The London Underground M Stock and N Stock were similar designs of rolling stock built in 1935. As the new cars were urgently required they were based on existing designs (K Stock and L Stock). Several years after construction both types were absorbed into the Q Stock. The last of these trains were withdrawn in 1971.

London Underground M Stock
London Underground M Stock was a clerestory-roofed rail stock built for the Hammersmith & City line in 1935 and subsequently absorbed into the London Underground Q Stock, being redesignated Q35 Stock. The M Stock was based on the 1927 K stock. Twenty-eight cars were built in 1935 by Birmingham Railway Carriage and Wagon Company: fourteen were driving motor cars and the rest were trailers. All the driving motor cars were converted to trailers between 1947 and 1955.
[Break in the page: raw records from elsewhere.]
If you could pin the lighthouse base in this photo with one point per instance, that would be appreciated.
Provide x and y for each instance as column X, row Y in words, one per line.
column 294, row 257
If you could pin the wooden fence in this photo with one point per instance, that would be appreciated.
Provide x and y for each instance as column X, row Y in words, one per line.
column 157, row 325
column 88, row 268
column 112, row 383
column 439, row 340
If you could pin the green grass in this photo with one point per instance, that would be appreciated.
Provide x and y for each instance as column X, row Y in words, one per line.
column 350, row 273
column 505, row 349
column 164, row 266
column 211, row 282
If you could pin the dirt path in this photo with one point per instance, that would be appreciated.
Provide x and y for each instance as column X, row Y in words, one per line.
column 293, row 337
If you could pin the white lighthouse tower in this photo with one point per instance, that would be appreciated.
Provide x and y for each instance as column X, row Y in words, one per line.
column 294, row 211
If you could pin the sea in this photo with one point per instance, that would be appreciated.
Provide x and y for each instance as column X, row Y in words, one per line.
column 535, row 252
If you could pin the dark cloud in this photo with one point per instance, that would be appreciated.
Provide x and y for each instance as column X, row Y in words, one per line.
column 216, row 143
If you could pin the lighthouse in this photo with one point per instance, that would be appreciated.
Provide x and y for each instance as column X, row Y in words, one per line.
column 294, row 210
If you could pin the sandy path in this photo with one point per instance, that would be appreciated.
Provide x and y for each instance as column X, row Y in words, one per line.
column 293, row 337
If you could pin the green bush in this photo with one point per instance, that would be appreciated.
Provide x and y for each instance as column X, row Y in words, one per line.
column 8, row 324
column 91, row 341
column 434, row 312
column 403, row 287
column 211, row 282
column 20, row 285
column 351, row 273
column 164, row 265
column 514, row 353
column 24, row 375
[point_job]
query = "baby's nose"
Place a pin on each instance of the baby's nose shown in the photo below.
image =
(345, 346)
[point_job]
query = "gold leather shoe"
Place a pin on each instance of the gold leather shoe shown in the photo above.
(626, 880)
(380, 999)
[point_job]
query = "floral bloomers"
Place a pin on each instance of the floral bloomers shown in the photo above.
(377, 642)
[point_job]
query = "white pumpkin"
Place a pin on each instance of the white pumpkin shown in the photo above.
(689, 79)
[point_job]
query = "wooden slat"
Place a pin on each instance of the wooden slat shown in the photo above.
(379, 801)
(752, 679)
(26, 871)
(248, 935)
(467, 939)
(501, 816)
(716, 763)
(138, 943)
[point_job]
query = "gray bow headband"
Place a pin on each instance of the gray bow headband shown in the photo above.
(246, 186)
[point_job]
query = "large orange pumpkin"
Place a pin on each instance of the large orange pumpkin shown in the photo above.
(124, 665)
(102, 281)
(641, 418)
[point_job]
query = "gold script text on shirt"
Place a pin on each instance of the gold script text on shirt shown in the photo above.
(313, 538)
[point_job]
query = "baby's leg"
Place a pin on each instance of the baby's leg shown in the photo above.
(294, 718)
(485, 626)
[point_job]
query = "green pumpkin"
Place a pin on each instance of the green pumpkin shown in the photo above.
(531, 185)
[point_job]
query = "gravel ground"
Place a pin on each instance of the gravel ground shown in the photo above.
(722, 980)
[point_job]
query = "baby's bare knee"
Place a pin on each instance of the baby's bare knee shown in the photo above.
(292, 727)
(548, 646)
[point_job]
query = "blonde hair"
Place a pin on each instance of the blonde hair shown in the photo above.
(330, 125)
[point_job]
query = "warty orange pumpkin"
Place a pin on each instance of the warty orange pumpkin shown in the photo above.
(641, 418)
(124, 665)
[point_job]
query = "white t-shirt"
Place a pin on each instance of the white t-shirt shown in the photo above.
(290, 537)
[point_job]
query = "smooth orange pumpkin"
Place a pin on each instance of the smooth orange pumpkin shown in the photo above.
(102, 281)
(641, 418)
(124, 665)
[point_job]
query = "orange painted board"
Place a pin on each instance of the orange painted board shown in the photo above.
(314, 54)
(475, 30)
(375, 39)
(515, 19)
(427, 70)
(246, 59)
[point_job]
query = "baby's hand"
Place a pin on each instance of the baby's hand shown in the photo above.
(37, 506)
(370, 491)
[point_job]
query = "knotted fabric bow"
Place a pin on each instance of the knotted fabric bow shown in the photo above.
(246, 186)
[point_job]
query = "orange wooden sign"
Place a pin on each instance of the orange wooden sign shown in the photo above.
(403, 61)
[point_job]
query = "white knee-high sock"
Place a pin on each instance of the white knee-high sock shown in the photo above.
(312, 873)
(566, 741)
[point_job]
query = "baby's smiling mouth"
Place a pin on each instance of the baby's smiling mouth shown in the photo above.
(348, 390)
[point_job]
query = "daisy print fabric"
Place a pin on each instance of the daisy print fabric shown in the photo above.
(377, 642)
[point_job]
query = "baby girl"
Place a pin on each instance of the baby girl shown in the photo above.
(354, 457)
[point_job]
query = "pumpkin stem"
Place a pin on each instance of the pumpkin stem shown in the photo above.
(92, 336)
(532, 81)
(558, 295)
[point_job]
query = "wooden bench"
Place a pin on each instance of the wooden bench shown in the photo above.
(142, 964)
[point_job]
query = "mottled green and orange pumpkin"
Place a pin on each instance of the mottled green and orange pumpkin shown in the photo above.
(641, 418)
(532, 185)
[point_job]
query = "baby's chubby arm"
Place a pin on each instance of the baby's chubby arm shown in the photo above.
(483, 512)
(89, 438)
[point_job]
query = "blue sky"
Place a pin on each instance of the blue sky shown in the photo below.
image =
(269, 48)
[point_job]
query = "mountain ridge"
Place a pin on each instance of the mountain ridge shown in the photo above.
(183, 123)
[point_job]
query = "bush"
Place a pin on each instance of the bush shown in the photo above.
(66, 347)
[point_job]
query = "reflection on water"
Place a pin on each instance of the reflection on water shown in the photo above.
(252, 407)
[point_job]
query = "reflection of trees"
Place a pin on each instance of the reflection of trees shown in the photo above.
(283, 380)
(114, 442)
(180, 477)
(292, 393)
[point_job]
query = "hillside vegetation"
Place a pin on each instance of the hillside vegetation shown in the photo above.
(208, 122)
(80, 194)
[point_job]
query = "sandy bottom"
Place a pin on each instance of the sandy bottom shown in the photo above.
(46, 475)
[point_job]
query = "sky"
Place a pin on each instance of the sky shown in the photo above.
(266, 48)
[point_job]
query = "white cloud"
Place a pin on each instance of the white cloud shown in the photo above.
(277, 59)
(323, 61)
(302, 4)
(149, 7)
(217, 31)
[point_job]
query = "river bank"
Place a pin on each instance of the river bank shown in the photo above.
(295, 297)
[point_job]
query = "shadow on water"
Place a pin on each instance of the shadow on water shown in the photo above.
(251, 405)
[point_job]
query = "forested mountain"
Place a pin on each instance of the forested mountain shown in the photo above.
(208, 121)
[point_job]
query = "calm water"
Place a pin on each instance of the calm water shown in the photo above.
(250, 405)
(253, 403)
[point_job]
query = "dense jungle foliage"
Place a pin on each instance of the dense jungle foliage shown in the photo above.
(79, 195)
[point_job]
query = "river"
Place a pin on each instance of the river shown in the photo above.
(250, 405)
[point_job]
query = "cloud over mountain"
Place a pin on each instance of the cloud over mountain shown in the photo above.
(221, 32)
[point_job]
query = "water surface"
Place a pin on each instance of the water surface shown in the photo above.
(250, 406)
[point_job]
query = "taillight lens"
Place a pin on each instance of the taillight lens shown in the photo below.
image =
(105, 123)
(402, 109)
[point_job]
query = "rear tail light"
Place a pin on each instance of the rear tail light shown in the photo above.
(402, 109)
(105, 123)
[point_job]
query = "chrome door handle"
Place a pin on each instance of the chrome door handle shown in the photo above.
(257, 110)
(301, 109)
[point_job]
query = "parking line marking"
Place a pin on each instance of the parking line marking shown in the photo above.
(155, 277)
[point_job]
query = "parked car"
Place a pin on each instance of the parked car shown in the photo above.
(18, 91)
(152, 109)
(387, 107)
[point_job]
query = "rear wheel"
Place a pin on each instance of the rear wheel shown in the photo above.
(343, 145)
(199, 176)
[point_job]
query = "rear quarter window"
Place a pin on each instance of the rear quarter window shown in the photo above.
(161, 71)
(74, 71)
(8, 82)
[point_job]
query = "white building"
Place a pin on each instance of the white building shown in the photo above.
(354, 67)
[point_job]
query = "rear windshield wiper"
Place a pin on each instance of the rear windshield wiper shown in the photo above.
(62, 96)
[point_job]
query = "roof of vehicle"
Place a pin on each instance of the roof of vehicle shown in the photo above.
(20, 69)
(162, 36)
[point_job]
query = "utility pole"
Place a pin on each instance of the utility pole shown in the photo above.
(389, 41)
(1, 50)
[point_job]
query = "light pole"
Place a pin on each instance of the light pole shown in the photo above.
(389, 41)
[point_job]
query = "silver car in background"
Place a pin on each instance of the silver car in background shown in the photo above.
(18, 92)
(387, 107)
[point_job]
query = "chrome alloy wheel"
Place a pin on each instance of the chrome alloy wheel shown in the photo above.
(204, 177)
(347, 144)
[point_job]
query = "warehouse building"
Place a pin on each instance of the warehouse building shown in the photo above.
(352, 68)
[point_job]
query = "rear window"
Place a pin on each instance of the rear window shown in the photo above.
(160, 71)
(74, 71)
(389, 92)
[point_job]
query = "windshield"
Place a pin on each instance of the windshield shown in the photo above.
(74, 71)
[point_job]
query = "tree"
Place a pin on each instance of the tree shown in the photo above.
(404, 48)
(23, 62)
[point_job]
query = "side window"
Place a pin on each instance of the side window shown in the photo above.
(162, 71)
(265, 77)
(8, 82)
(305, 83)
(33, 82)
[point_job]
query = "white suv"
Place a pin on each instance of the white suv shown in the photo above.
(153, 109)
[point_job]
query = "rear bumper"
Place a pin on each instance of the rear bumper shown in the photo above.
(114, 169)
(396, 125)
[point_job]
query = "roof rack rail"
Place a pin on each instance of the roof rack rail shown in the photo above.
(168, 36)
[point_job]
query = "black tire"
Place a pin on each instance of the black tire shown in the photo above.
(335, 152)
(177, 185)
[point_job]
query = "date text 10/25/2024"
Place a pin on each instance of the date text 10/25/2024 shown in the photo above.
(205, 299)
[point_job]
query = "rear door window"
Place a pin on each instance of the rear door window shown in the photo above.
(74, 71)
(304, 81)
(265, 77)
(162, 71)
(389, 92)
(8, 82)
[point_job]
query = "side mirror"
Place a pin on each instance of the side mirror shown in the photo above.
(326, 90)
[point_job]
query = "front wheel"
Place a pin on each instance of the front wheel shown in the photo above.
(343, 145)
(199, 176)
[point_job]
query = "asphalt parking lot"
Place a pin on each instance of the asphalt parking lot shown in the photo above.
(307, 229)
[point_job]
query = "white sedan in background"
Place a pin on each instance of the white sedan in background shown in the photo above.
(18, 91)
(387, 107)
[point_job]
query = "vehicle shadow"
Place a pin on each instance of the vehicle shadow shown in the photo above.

The M Stock was the first surface stock to be delivered with air-operated doors.

Upon conversion to Q Stock, all the cars were transferred to the District line (with the Hammersmith and City Line services being operated from 1938 onwards by new trains of O Stock).

London Underground N Stock
London Underground N Stock was a type of clerestory-roofed stock built in 1935 and subsequently absorbed into the London Underground Q Stock, being redesignated Q35 Stock. The N Stock was based on the 1927 K Stock. Twenty-six cars, all trailers, were built in 1935 by Metropolitan Cammell.